Quantum computing and AI acceleration
Quantum computing promises exponential acceleration of currently intractable multi-omics analyses through specialized algorithms that harness quantum superposition and entanglement. Quantum-enhanced molecular docking simulations have reduced KRAS inhibitor discovery from months to days, with hybrid quantum-classical algorithms identifying novel allosteric binders exhibiting 18-fold higher affinity than sotorasib [82]. Grover-optimized genomic search algorithms now screen 1.3 billion somatic variants in under 9 min, enabling real-time identification of neoantigens during surgical procedures [82]. QML methods are being explored to accelerate certain computational tasks (e.g., optimization and approximate inference), and preliminary work reports improvements in specific simulation benchmarks; however, current quantum devices (NISQ era) remain limited in scale and practical clinical benefits are not yet demonstrated [82, 83]. Despite these advances, substantial barriers persist: current noisy intermediate-scale quantum (NISQ) devices exhibit qubit coherence times below 500 µs, restricting complex omics simulations to under 100 qubits [82]. The prohibitive cost of quantum access ($6,000/hour for IBM Cloud quantum resources) further limits clinical translation [82]. Near-term solutions include quantum-inspired tensor networks that simulate 53-qubit systems on classical hardware, achieving 97% concordance with actual quantum processors for transcriptomic dimensionality reduction [82, 83]. The Quantum-HyperFold consortium is developing specialized quantum biosensors using nitrogen-vacancy centers in diamonds that detect single-molecule protein interactions, potentially enabling liquid biopsy detection limits below 10− 18 [82].

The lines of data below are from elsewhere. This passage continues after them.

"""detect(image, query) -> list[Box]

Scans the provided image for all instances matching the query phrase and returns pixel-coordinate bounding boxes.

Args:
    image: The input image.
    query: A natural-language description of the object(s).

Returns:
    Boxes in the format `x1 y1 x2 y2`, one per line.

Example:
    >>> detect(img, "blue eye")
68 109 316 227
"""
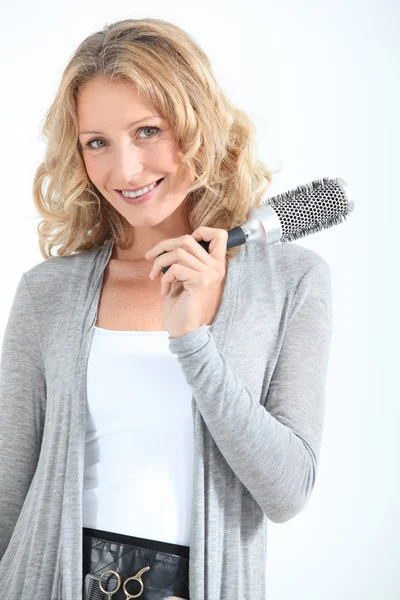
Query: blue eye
85 127 160 150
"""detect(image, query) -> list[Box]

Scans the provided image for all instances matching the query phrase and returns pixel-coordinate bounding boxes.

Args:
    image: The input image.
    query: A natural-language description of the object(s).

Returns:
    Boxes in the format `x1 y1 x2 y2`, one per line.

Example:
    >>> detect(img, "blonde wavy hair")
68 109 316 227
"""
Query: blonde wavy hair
33 18 282 259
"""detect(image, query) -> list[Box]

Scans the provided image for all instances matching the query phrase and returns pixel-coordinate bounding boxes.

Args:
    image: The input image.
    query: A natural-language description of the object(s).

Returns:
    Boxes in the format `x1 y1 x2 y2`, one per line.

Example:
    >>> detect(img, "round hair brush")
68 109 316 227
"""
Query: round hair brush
162 177 354 273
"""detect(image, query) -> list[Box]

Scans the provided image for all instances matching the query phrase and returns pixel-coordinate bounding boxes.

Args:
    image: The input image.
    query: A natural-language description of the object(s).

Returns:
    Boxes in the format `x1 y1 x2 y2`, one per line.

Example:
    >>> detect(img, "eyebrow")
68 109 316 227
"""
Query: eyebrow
78 115 161 135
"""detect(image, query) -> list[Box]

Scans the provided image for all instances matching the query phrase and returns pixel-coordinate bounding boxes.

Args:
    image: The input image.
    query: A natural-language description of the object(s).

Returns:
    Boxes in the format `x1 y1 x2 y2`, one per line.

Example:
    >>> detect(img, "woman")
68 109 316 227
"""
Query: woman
0 19 332 600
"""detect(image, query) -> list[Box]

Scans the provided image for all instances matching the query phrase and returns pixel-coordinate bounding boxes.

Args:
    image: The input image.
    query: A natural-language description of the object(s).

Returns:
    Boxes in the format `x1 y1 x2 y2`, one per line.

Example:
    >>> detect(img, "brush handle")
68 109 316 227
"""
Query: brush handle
159 226 247 273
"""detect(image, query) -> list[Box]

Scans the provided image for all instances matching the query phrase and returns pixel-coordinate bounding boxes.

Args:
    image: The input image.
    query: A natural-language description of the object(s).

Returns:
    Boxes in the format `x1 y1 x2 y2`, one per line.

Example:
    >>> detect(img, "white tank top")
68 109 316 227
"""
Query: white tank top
83 325 210 546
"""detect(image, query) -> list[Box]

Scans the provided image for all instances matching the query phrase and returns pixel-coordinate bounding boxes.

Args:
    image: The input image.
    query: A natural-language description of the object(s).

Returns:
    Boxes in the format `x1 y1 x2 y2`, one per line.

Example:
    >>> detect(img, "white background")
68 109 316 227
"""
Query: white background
0 0 400 600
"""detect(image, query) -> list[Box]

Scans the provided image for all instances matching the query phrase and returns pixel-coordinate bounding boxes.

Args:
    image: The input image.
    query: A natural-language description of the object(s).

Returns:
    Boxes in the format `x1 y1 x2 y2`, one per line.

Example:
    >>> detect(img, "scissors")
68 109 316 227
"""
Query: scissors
99 567 150 600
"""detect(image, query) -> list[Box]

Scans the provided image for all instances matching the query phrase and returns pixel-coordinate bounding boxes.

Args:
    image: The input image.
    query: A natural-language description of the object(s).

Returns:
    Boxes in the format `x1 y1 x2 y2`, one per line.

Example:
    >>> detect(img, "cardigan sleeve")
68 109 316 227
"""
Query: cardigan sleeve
0 275 46 560
170 257 332 523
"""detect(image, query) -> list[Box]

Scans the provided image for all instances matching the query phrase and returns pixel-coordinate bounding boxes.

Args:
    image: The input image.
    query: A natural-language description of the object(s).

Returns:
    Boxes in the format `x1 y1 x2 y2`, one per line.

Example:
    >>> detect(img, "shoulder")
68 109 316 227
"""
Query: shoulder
22 246 104 303
242 242 330 293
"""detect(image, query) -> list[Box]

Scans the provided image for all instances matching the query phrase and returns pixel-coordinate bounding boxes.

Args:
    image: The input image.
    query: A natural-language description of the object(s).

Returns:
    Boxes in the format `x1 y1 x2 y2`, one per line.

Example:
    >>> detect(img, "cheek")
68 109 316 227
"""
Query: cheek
83 156 102 181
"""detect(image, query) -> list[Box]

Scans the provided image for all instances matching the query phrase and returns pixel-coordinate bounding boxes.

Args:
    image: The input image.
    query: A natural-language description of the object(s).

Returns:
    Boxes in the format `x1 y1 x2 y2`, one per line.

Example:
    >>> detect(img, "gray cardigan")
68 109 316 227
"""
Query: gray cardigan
0 237 332 600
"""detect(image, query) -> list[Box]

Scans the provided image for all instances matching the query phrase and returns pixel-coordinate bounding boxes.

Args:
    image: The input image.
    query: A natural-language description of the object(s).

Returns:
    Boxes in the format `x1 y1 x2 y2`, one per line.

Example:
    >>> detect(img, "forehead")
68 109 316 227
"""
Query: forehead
77 79 160 128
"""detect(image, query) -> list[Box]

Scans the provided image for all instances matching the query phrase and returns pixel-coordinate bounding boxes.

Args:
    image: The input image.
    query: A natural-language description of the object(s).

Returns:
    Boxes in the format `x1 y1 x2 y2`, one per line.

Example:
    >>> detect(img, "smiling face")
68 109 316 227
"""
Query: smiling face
77 79 194 259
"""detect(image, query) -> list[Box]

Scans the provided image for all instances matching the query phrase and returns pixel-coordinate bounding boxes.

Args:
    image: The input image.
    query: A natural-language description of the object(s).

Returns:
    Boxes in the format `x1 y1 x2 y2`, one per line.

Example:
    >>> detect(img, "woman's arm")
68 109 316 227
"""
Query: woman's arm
170 258 332 523
0 275 46 560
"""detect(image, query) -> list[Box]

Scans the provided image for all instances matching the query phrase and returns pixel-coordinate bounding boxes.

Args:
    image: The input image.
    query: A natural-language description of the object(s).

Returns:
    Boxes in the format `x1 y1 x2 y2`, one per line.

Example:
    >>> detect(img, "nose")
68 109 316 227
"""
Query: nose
113 144 143 183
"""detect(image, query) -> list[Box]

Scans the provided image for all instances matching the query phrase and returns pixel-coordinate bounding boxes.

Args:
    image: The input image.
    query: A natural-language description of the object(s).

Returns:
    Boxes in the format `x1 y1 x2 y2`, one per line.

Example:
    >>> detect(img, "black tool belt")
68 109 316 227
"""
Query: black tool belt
83 527 190 600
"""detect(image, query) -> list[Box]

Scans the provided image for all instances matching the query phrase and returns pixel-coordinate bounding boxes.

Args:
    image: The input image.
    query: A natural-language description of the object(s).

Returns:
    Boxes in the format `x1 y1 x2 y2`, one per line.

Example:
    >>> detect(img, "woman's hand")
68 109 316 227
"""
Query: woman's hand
145 227 228 338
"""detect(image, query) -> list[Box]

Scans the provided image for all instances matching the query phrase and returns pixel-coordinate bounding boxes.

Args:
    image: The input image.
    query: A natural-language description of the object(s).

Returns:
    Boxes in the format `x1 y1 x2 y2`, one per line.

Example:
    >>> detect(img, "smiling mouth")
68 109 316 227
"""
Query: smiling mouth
116 177 164 194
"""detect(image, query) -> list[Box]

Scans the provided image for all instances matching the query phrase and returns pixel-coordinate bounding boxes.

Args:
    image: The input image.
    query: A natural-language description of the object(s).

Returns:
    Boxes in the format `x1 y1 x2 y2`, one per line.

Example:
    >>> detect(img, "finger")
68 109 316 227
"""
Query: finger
149 248 206 279
192 226 228 264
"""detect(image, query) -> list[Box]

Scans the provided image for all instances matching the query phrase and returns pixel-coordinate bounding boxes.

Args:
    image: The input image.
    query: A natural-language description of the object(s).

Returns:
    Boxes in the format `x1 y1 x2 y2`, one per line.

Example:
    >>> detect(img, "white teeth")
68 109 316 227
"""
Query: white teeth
121 182 157 198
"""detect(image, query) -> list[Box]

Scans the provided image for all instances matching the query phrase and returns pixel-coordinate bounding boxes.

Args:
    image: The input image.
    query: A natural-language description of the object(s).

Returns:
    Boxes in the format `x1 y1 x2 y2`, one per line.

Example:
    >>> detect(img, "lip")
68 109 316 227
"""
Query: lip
115 178 164 205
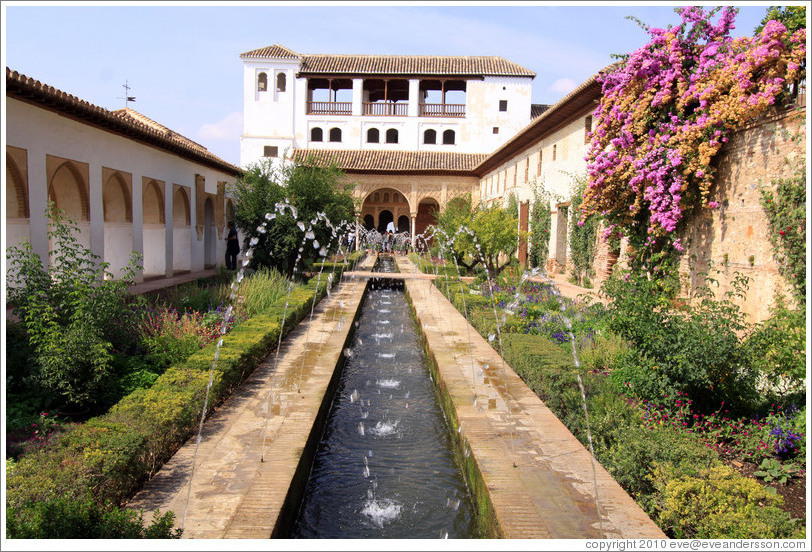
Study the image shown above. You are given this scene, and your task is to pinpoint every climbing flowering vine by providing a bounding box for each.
[581,7,806,274]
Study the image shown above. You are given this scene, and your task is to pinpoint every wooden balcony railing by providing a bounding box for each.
[420,104,465,117]
[307,102,352,115]
[364,102,409,117]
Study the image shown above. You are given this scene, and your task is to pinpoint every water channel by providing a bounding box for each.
[292,261,478,539]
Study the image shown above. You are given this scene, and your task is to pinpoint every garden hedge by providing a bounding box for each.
[6,254,358,520]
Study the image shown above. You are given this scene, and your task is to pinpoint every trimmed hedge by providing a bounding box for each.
[6,256,358,538]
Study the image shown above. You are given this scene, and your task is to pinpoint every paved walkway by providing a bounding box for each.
[398,258,665,539]
[129,256,665,539]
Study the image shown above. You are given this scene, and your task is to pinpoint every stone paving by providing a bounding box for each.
[398,257,665,539]
[123,256,665,539]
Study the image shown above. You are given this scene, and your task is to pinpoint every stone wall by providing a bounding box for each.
[593,108,806,322]
[680,109,806,321]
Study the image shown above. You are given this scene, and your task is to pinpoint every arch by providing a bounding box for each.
[203,197,217,268]
[378,209,395,232]
[414,197,440,245]
[48,161,90,221]
[6,153,29,218]
[143,180,166,224]
[172,187,192,227]
[102,172,133,222]
[226,199,237,224]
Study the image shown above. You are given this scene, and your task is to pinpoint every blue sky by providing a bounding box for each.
[2,1,776,164]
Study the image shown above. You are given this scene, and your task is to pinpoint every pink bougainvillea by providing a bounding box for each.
[582,7,806,270]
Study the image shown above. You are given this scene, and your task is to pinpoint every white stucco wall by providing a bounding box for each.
[6,97,234,280]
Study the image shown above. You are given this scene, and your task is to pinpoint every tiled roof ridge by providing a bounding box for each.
[291,149,488,173]
[111,107,209,151]
[6,67,242,174]
[240,44,301,59]
[240,44,536,78]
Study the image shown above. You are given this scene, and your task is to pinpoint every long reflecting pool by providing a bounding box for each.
[292,258,478,539]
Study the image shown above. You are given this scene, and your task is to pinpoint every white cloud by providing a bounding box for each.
[549,78,578,96]
[196,111,243,141]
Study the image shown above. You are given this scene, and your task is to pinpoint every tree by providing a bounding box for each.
[230,155,354,276]
[570,178,598,286]
[8,202,138,409]
[755,6,806,35]
[471,206,519,278]
[529,183,552,268]
[434,194,481,273]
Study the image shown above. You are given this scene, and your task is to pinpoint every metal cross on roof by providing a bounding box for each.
[118,79,135,109]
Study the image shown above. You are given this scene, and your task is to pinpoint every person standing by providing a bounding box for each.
[226,221,240,270]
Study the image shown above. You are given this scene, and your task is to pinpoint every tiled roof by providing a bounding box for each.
[292,149,487,172]
[476,63,618,176]
[111,107,208,152]
[6,67,242,176]
[240,44,301,59]
[530,104,550,121]
[240,44,536,78]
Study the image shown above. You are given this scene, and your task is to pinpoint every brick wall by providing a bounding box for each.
[594,108,806,322]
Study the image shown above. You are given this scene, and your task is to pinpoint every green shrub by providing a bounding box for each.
[8,202,137,410]
[596,415,719,515]
[6,498,182,539]
[604,270,757,411]
[747,295,806,397]
[6,260,346,535]
[652,465,804,539]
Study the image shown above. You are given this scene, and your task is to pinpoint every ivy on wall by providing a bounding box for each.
[580,6,806,280]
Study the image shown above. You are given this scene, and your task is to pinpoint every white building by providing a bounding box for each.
[4,68,241,281]
[240,45,535,167]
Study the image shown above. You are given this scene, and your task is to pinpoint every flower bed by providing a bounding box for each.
[6,256,358,538]
[426,268,805,538]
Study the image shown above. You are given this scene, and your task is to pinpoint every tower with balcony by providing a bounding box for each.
[240,45,535,166]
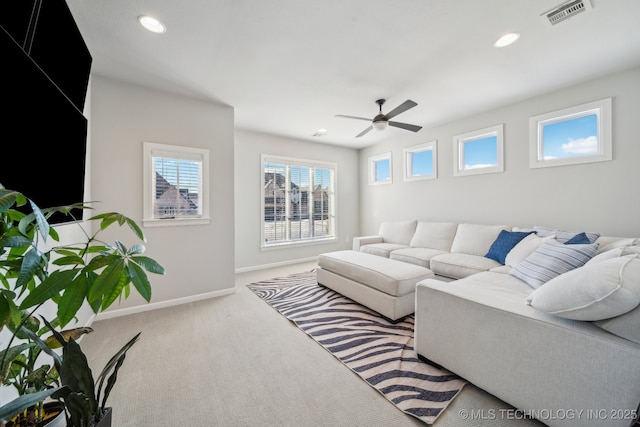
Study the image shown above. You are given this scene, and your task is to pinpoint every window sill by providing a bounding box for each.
[260,237,338,251]
[142,217,211,227]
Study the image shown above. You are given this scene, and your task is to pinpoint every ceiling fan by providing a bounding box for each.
[336,99,422,138]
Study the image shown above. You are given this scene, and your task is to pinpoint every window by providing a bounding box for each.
[261,155,337,248]
[453,125,504,176]
[142,142,210,227]
[404,141,438,181]
[369,152,393,185]
[529,98,612,168]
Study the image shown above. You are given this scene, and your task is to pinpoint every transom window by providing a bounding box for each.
[453,125,504,176]
[529,98,612,168]
[143,142,209,226]
[369,152,393,185]
[404,141,438,181]
[261,155,337,248]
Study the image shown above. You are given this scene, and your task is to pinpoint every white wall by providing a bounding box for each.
[359,68,640,237]
[235,131,359,271]
[91,76,235,318]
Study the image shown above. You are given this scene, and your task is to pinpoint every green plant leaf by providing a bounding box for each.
[57,274,89,327]
[60,338,98,413]
[0,343,34,383]
[0,188,20,213]
[0,387,58,420]
[16,248,48,288]
[127,262,151,302]
[0,236,32,248]
[87,257,126,302]
[20,270,78,310]
[96,332,141,409]
[53,254,84,265]
[100,274,128,311]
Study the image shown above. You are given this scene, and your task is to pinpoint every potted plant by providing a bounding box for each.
[0,185,164,427]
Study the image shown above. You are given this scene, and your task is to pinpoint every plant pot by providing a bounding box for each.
[5,402,67,427]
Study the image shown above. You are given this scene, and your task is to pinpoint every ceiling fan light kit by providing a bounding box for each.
[336,99,422,138]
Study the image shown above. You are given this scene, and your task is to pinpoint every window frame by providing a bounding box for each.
[529,98,613,169]
[369,151,393,185]
[142,141,211,227]
[260,154,338,250]
[453,124,504,176]
[403,140,438,182]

Patient-driven “N-of-1” adaptive models
“N-of-1” adaptive AI frameworks aim to personalize therapy by integrating longitudinal patient-specific omics and clinical data to iteratively inform treatment decisions; pilot platforms show potential improvements in selected cohorts, but broader generalizability and prospective randomized evidence are currently limited and need rigorous evaluation. The WINGPO trial platform employs deep reinforcement learning to personalize drug combinations based on longitudinal ctDNA, proteomics, and digital pathology, demonstrating 34% progression-free survival improvement in treatment-refractory cancers through real-time adaptation [74]. Autonomous AI agents now process patient-generated health data from wearables and home biosensors, detecting cytokine release syndromes 48 h before clinical manifestation via subtle metabolomic shifts in sweat biomarkers (IL-6 correlation: r = 0.89) [72, 84]. Ethical and practical challenges remain significant, however: physician surveys reveal 78% concern regarding algorithmic transparency when explaining N-of-1 recommendations to patients [71]. The RESPONS-AI framework addresses this through counterfactual explanation generators that visualize therapeutic decision pathways as interactive molecular interaction maps [71, 84]. Emerging patient-centric applications include “digital twin” avatars that simulate individual tumor evolution under thousands of virtual therapeutic conditions, reducing adverse event risk by 41% in phase I trials [74, 84]. Federated N-of-1 networks now aggregate these individualized insights while preserving privacy, creating collective intelligence systems that accelerate discovery of rare resistance mechanisms [72, 74].
Conclusion
The integration of AI with multi-omics data heralds a paradigm shift in precision oncology, transforming the deluge of molecular, spatial, and clinical data into actionable insights for personalized cancer care. As this review has articulated, AI-driven frameworks, from GNNs capturing cross-omics dependencies to transformers harmonizing heterogeneous data streams, are uniquely equipped to decode cancer’s multidimensional complexity. Some studies report promising results, for example, integrated omics classifiers have shown improved discrimination in pancreatic cancer cohorts and longitudinal multi-omics can detect evolving resistance signatures earlier than imaging in select datasets, but these findings are heterogeneous and require multi-center prospective validation before generalization.
Yet the journey from algorithmic innovation to clinical impact demands continued collaboration across disciplines. Persistent challenges, data scarcity in underrepresented populations, model generalizability across healthcare systems, ethical governance of adaptive AI, and computational scalability, require concerted solutions. Federated learning, spatial multi-omics, quantum computing, and patient-centric N-of-1 models represent the vanguard of this evolution, promising to resolve tumor heterogeneity at single-cell resolution, accelerate therapeutic discovery, and democratize precision oncology globally.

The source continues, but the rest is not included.